La même question est posée comme une provocation sous la forme d’un pot de la période néolithique sur lequel l’artiste dissident chinois Ai Weiwei a inscrit le logo Coca-cola. La question est aussi celle du sens du geste artistique. S’agit-il d’ailleurs d’un geste artistique ou d’une provocation gratuite, d’une contestation d’autant plus facile qu’elle n’atteint pas ce qu’elle prétend viser. Je ne saurais pas répondre à ces questions ? Valent-elles d’ailleurs qu’on s’y attarde. Le principal intérêt de l’exposition est ailleurs : dans le dialogue entre des peintres ou des sculpteurs modernes avec l’art de l’Egypte ancienne. Se croisent les regards d’artistes venus de France ou de Belgique comme Van Dongen ou Giacometti avec ceux d’artistes égyptiens. Le regard du colonisé et le regard de celui, qui n’est pas le colonisateur, mais qui est en position de colonisateur. Il y a les œuvres avec lesquelles l’art européen dialogue mais il y a aussi celles dont l’Europe s’est emparée pour en faire des objets de sa culture. On ne peut pas éluder la question du pillage des richesses des pays conquis, de la vision de l’oriental qui autorisait ce pillage. Mais même le respect des œuvres appropriées et de  ceux qui les ont produites ne permet pas d’éluder la question de leur statut. Sont-elles les mêmes, ont-elles encore leur sens quand elles sont emportées loin de leur origine, qu’elles sont devenues étrangères à leur fonction ? Ne sont-elles pas comme des poissons hors de l’eau.

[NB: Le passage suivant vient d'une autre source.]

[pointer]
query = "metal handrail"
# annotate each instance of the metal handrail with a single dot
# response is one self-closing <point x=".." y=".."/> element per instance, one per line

image 3Ce pose ici la question de la muséographie, c’est-à-dire de l’organisation, de la composition, des musées. Comment le musée présente-t-il les œuvres ? Pourrait-il y avoir une façon plus respectueuse et plus fidèle de les montrer ? Il ne s’agit pas de répondre à ces questions mais d’inviter le visiteur à les avoir à l’esprit. L’art d’un commissaire d’exposition c’est de faire dialoguer les œuvres entre elles, de les confronter, de les opposer. De ce point de vue, il peut y avoir des expositions qui montrent des œuvres exceptionnelles, des œuvres somptueuses, et qui sont pourtant des expositions ratées. Il y a des expositions que le visiteur traverse comme s’il consultait un catalogue, comme s’il était invité à « aimer » ou ne « pas aimer » ce qu’il voit, comme si on le lui proposait à l’achat. Il y a  d’autres où, dans une illumination soudaine, le spectateur voit l’œuvre d’un œil neuf et avec une intelligence en alerte. Il y a de bonnes et de moins bonnes expositions et on est un visiteur en alerte ou apathique. C’est bon de le rappeler.